Photo by Joe Boyle
The Worth Junior High School Band performed in the last Worth Days Parade along 111 th Street in 2018. Mayor Mary Werner said a recent meeting drew a large crowd that is interested in reviving the parade.
By Joe Boyle
Worth Mary Werner did not know what to expect when she walked into the Village Hall Board room last Thursday night.
She was going to hold an informal “Coffee with the Mayor” to try and get some feedback on any interest to return the Worth Days Parade, which was discontinued last summer along with the four-day festival. The mayor had been listening to some residents who indicated they would like the parade to return.
The gathering she planned last Thursday was offered to see if there is more interest in seeing the parade, which was held on the fourth day of the festival in the morning along 111 th Street, make a comeback. Werner had her answer when she entered the chambers.
“I was very, very excited when I walked into the room, I can tell you,” Werner said. “We had about 35 to 40 people in the room and many of them wanted to volunteer to help and start committees. It was very encouraging.”
The Worth Days four-day festival was held at the end of the summer, highlighted recently with a carnival, musical acts, and food and refreshments on land located near the boat launch at 115 th and Beloit Avenue. The carnival was held over the four days at the location. Visitors would be greeted by a large Ferris wheel just over a hill.
The carnival was originally held at Peaks Park and moved near the Worth Park District’s Terrace Centre. While families and community leaders enjoyed the festival, annual reports indicated that the festival was losing money. Local leaders said that the festival, which was kept alive through volunteers and the park district, may have to cease. The end finally happened when it was announced in the fall of 2018 that this was the last festival.
While residents and people who formerly lived in the community were disappointed, what village officials heard most about was the end of the parade. The event drew large crowds up and down 111 th Street. Neighbors and former residents would gather to view the parade to see local Cub Scout and Girl Scout groups, baseball leagues, local high school bands, and area schools.

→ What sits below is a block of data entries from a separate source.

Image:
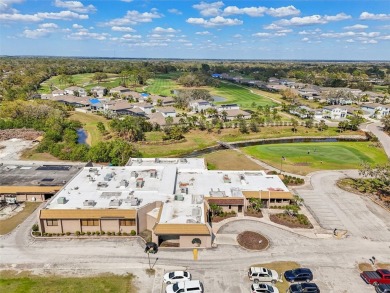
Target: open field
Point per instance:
(280, 267)
(9, 224)
(196, 139)
(82, 80)
(229, 160)
(89, 122)
(239, 95)
(11, 281)
(303, 158)
(161, 85)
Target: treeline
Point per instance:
(60, 138)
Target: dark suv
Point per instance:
(298, 275)
(304, 288)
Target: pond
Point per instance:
(81, 136)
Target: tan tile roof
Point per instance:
(28, 189)
(226, 201)
(268, 194)
(181, 229)
(87, 214)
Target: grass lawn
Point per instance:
(230, 160)
(9, 224)
(196, 139)
(303, 158)
(280, 267)
(89, 122)
(161, 85)
(239, 95)
(12, 282)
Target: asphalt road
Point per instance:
(222, 269)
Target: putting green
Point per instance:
(303, 158)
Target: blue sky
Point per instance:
(326, 30)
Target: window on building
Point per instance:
(89, 222)
(51, 222)
(127, 222)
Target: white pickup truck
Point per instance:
(259, 274)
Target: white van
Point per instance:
(194, 286)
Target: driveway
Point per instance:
(336, 208)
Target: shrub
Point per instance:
(196, 241)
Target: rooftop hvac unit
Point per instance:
(89, 203)
(196, 212)
(179, 197)
(61, 200)
(115, 203)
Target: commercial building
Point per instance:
(169, 197)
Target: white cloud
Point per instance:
(85, 35)
(123, 29)
(214, 22)
(164, 30)
(175, 11)
(134, 17)
(356, 27)
(283, 11)
(370, 16)
(36, 34)
(209, 9)
(262, 35)
(204, 33)
(48, 25)
(312, 20)
(41, 16)
(250, 11)
(75, 6)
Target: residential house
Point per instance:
(334, 112)
(376, 110)
(200, 105)
(75, 91)
(99, 91)
(235, 113)
(56, 93)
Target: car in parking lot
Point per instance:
(303, 288)
(194, 286)
(383, 288)
(260, 274)
(177, 276)
(298, 275)
(263, 288)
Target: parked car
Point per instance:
(376, 277)
(177, 276)
(298, 275)
(303, 288)
(263, 288)
(194, 286)
(383, 288)
(260, 274)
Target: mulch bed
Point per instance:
(253, 214)
(286, 220)
(216, 219)
(252, 240)
(169, 244)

Werner had previously said that the Worth Days Parade was unique because it drew residents who may have not seen each other in years but got reacquainted at the parade.

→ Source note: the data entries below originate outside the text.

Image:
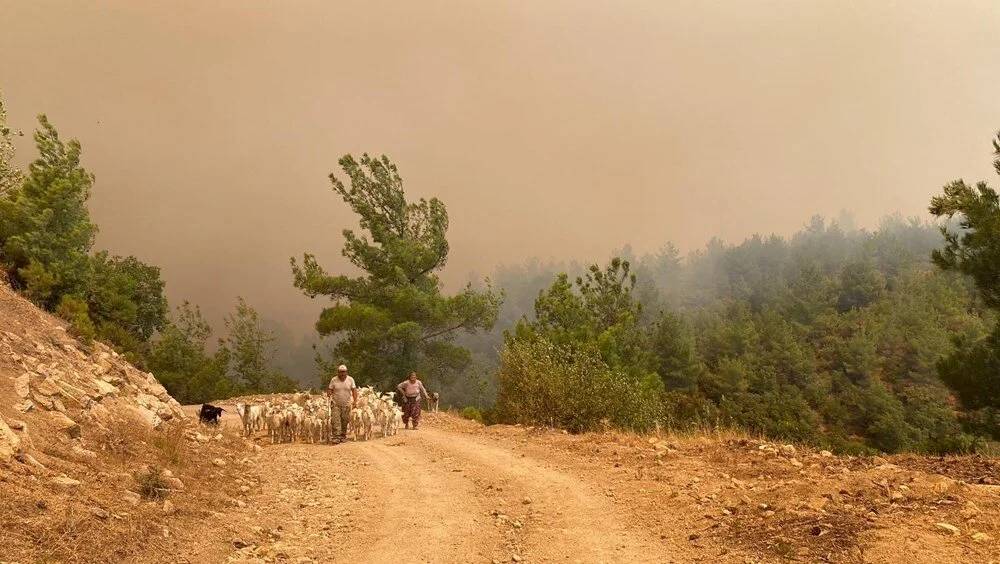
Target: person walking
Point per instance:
(413, 392)
(343, 394)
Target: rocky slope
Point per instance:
(52, 388)
(97, 462)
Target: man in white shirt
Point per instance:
(343, 395)
(413, 391)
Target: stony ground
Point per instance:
(456, 491)
(98, 464)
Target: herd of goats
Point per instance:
(309, 418)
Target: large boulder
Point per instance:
(65, 424)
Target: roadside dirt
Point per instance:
(456, 491)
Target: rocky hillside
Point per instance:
(97, 462)
(52, 388)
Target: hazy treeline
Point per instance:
(832, 335)
(47, 251)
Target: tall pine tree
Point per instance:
(395, 317)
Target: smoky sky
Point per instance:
(557, 129)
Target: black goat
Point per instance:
(210, 414)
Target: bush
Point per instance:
(75, 311)
(545, 384)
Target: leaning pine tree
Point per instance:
(394, 318)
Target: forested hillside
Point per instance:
(832, 335)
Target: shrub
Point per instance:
(75, 311)
(547, 384)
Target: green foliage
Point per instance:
(126, 302)
(46, 233)
(832, 336)
(74, 310)
(584, 359)
(181, 362)
(571, 387)
(251, 353)
(394, 318)
(973, 371)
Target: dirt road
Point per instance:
(432, 495)
(455, 491)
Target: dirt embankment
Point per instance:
(98, 464)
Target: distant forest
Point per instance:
(831, 336)
(864, 341)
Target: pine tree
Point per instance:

“We have a lot of these mini-reunions at the parade,” Werner said at the time. “There are a lot of families who get there early so they can gather in one spot. It is a really, really great time.”

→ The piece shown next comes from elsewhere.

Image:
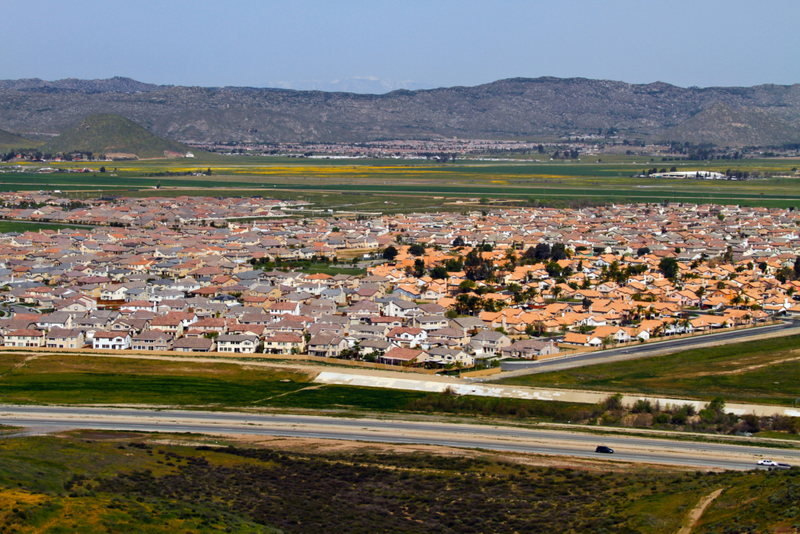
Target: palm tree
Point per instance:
(556, 292)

Werner said one of the reasons the parade was discontinued was that the Palos Hills Emergency Services District Agency (ESDA) had disbanded. They provided 45 to 50 individuals from the agency who would monitor the parade. Without their service, more of the burden fell on local officials, the Worth Police Department and volunteers. The expense and time became enormous, Werner said.
When residents had approached the mayor during the past year, she informed them there was no way feasibly possible to return the carnival for a variety of reasons. The amusement companies that provided the rides had increased expenses that they passed on the village. Musical acts also cost money, too, Werner said.
But while residents began to understand that the costs of a festival may be too great, they still wondered if the parade could be revived? The mayor was listening and decided to test the waters by holding an informal gathering in the fall. She was initially disappointed.
“We just had two people show up,” the mayor recalls. “One was a student named Violet, who said she wanted to volunteer. That was nice but I knew we had to do more.”
Werner began to send out more posts and talked to board members. She began talking to residents and had a lot of good conversations, she said.
“A lot of people did not realize that these parades are not free,” Werner said. “Worth Days was created over 40 years ago. At one time, there was a committee that would hold bingo on Friday nights every week to raise money for the parade.”
But Werner said that residents and community organizations are now aware of the costs and time that is needed to bring back the parade.
“I was very encouraged by the turnout,” Werner said. “We had 12 people who right away want to work together as a committee. As soon as we can get the committees organized, we will work with the Illinois Department of Transportation (IDOT) to get permission and permits.”
Werner said additional meetings will be held to discuss plans for the parade. While more work is needed, she is encouraged that residents want to get involved.
“And at the last meeting, Violet was there with her mother,” Werner said. “They both want to volunteer. That’s how this can happen.”